“My name is Jean Dickinson. There are 4 boys and 1 girl in our family – all grown now – maybe because I fed them.”

Jean Dickinson is a lively and frugal Vermonter and long-time supporter of the Vermont Foodbank. We met with her in May, during Older Americans Month. We won’t reveal her age, but we will say that she’s been married to Charlie for 68 years and she says they “haven’t agreed about anything yet.” Jean is a mother, educator, and a true believer in the economics behind home economics, which is why we asked her to help find ways our clients can make the most of their CSFP boxes.

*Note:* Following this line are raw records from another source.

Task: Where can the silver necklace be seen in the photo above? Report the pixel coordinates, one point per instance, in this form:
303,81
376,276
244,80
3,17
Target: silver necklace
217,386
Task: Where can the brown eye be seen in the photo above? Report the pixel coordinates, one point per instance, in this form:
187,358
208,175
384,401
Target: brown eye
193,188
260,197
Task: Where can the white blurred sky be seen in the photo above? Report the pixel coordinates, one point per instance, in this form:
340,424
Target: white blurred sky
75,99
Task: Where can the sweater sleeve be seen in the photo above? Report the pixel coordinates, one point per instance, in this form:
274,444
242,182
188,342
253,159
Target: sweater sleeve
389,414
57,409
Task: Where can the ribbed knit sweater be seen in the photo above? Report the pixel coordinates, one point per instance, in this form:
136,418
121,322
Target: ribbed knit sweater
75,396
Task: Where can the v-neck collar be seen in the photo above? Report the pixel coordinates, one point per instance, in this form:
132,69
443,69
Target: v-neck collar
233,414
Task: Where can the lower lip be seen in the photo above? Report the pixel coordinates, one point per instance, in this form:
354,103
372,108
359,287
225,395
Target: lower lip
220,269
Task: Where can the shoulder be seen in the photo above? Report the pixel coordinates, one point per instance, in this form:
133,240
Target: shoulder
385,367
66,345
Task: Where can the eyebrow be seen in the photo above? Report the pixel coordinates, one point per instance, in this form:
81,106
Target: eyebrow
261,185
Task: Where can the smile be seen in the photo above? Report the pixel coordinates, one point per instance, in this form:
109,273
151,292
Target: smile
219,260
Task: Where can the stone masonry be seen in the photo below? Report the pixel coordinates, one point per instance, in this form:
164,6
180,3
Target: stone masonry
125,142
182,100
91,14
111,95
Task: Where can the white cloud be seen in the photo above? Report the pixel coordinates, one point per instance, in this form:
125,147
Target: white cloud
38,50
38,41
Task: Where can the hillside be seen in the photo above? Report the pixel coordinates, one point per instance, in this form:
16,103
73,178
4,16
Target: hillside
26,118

Jean Dickinson CSFP is a senior nutrition program and stands for the Commodity Supplemental Food Program. Seniors must be low-income and over 60 years of age to be eligible. Before we met, we asked Jean to work with a standard CSFP box of food. Here’s Jean’s take on it:

The Foodbank delivers a box of “staples” once a month, so let’s see what we can do with what’s in it and how long we can make it last, and use every bit of it – nothing thrown out or still on the shelf when the next one comes. There is canned tomato, mixed vegetables, peas, corn and peaches. We also find peanut butter, two boxes of cereal, two packages of cooked chicken pieces, macaroni, and onions, two peppers, two cucumbers and two boxes of milk that can stay on the shelf until we need them.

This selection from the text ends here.